An estimated 320,000 adults in Los Angeles County may have been infected with a coronavirus, according to preliminary results of a study that suggests the disease is much more common than current tests show, and that the death rate is much lower.
The county and University of Southern California study from April 10 to 11 estimated that approximately 4.1% of the county’s 8 million adult population had antibodies to the virus. When adjusted for the margin of error, the infection rate ranged from 2.8% to 5.6%, or approximately 220,000 to 440,000 adults.
The study, which has been criticized by some outside experts, follows on from other research that suggested that more people had had a coronavirus than previously determined through tests – many without symptoms or without feeling sick enough to request a test. But it also means that more people are silent carriers of the virus that has killed more than 1,200 people in California.
Public health officials have stressed that the results do not mean that people should stop practicing social distancing and assume that most people are still susceptible to the virus.
“Given the high rate of people who may have been infected with COVID-19 at any given time, we must assume that at any time we could be infected and that everyone else we come into contact with could also be infected, “said Barbara Ferrer, director of public health.
The study was similar to that of 3,300 residents of Santa Clara County in early April, which estimated that 48,000 and 81,000 of the 1.9 million people in the county – between 2.5% and 4.2% – had been infected.
The Santa Clara study, which used some of the same researchers as the USC, was heavily criticized for its methodology, which recruited volunteers on social media. The test he used – the same one used by the USC – has been criticized as unreliable for producing false negative or positive results.
Dr. Eric Topol, professor of molecular medicine at Scripps Research, said the tests were not well validated and overestimated the number of people infected. Some may conclude that if many people have been infected without symptoms severe enough to request a test or medical attention, this is not a major threat.
“The problem is that they gave a false feeling that it is not a bad virus after all,” said Topol. “These are bad calculations, bad tests, and bad results for the confusion it causes. “
Unlike the Santa Clara study, the USC used subjects representative of the county population that were part of a database of market research companies. Neither study was peer reviewed, a critical step in the publication.
Dr. George Rutherford, an epidemiologist at the University of California at San Francisco, said that many research results on coronaviruses are published prematurely. While he doesn’t think the results will affect decisions to let people go back to work, they could be problematic.
“This is the time when ultra-critical decisions are made,” said Rutherford. “It could be summed up as something that someone hangs their hat on and it turns out that it is not peer reviewed … and excited … and you come to the wrong conclusion. “
Until the results of the study were announced, Los Angeles relied on testing people who were sick or had symptoms of the virus to determine the rate of infection. But this statistic is biased because only a limited number of people can take the test and many people would be asymptomatic or may have symptoms consistent with the flu or colds that also prevail at this time of the year.
At the time of the test, the county had reported almost 8,000 cases, which means that the actual number was probably 28 to 55 times higher and that the death rate was much lower than that based on the number of people tested.
“The death rate is not the only number we should focus on,” said Neeraj Sood, professor of public policy at USC. “What the results show is that only 4% of our population has been infected, which means that we are very early in the epidemic and that many more people in LA County could potentially be infected. And as this number of infections increases, so do the number of deaths, the number of hospitalizations and the number of ICU admissions. “
On Monday, the county had 13,816 cases out of 80,000 tested, or 13% positive, the county said. The county has killed more than 600 people, which is about half of the state’s total. The county has 10 million residents, a quarter of the state’s population.
Testing has been problematic around the world with a shortage of supplies to collect and transport samples and not enough protective clothing for the people administering the test. Governor Gavin Newsom and US officials have said that more robust testing and the ability to track people who may have been infected with each person tested positive is essential to lift restrictions on leaving home.

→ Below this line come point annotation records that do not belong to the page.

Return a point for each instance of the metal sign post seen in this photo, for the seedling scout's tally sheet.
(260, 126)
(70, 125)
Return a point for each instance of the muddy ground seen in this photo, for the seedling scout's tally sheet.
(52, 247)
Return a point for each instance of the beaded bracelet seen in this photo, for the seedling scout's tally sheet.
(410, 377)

Authorities are also trying to gain a better understanding of how widespread the virus is among the homeless.
Los Angeles began sending medical teams to the streets on Monday to provide homeless people with medical tests and rapid virus tests.
A line has meandered into the block at a new pop-up test clinic on Skid Row which is staffed by the Los Angeles Fire Department. Those infected will be offered transport to makeshift shelters or hotels where they can be treated while remaining isolated.
At least 47 homeless people tested positive for COVID-19 in Los Angeles County, health officials said. A dozen of them were not sheltered. Investigations are underway at eight homeless shelters to determine whether staff or residents should be quarantined.
California recorded more than 33,000 cases on Monday and 1,225 deaths, according to a count from Johns Hopkins University.
For most people, the coronavirus causes mild or moderate symptoms, such as fever and cough, which go away within two to three weeks. For some, especially the elderly and people with health problems, it can cause more serious illnesses, including pneumonia and death. The vast majority of people recover.